The U.S. Department of Agriculture (USDA) sets itself up as the arbiter of farm commodity prices, whether intentionally or not.
It's wild guesstimates of the size of a corn crop or the cattle on feed regularly drive futures prices on the Chicago Board of Trade and the Chicago Mercantile Exchange up and down like a yo-yo. Traders, who only make money by generating commissions on the buying and selling of futures contracts, attach themselves to the USDA data like it was the holy grail and milk it for all the volatility it can. Commissions don't come on a calm, stable, steady market--it takes volatility, whether genuine or not, to earn futures traders a living.
Today USDA released the first crop size estimates of this season that featured actual in-the-field counts of crops and their condition. Prior estimates were strictly done statiscally, from computers in headquarters in Washington D.C. It makes sense that actualac count-based data, as opposed to computer simulations, would come closer to the truth.
This latest report shows that spring flooding in the corn belt has not appreciably affected the corn crop, and that quantities likely to be harvested will be sufficient to meet both livestock feed, and ethanol, needs. Corn futures have recently dropped like a rock, as this reality sunk in, before rallying modestly today when the actual data came out.
The rapid inflation in food prices has been fed largely by fears of a high-priced, stunted corn crop, as corn sweeteners and thickeners are in most packaged foods and soft drinks.
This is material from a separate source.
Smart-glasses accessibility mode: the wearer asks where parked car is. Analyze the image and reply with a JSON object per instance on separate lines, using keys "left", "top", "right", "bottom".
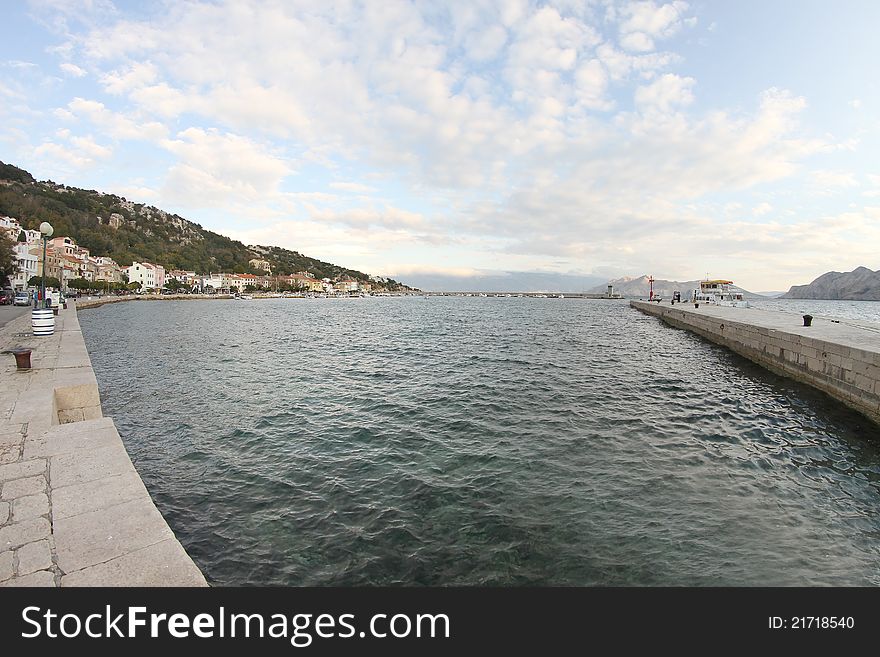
{"left": 0, "top": 289, "right": 14, "bottom": 305}
{"left": 13, "top": 291, "right": 31, "bottom": 306}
Corn is still higher than any year in recent memory, but has backed off from the $7 a bushel level, at least.
High corn prices have made it tough for livestock and poultry producers to make a living feeding it to their animals, and send feeders scrambling for alternate rations. Things aren't so rosy for ethanol producers, either, as high corn prices have made the profitability of ethanol questionable too--even with over 50 cents a gallon in federal subsidies.
Once again, we're seeing the results of government interference in free market economics with the flawed data it generates and subsidies favoring one commodity over another. That's why ag markets are screwed up.